Marlins catcher J.T. Realmuto reportedly asks to be traded

Getty Images
5 Comments

Craig Mish of MLB Network Radio is reporting that Marlins catcher J.T. Realmuto has requested a trade out of Miami. Jon Heyman is characterizing it as Realmuto telling the team that he “wouldn’t mind” a trade.

Either way, Realmuto has no power to force a trade. This isn’t the NBA or something. Still, it’s evidence of just how dreary a prospect remaining in Miami is for Marlins veterans in the wake of trades that sent Giancarlo Stanton to New York, Marcell Ozuna to St. Louis.

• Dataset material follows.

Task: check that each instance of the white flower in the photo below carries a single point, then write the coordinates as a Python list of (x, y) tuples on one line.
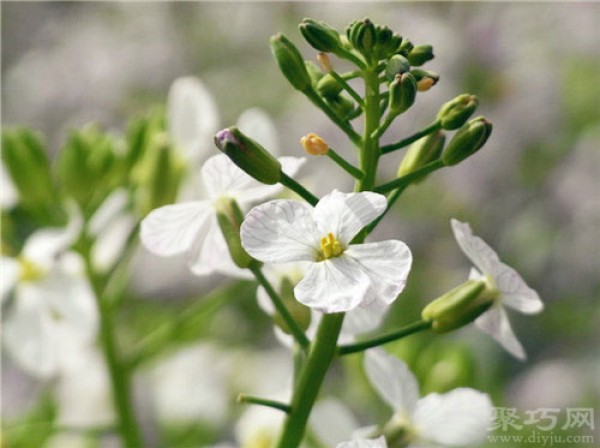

Realmuto, who will turn 27 just before the 2018 season, hit .278/.332/.451 with 17 homers, 65 RBI, and eight steals over 141 games this past season. He only has three years of service time and is arbitration eligible for the first time this offseason. He made just $562K in the 2017 and will get a big raise this year, but he’s still going to be underpaid based on his production. If the Marlins wanted to trade him, they’d get a nice return. Why they would want to trade him, I have no idea.

Expect more of this sort of thing as the Marlins slash payroll and make it clear that their immediate priorities are more about saving money and less about winning baseball games. Which may or may not be a valid goal for the team’s new owners, but is certainly a letdown for baseball players and fans.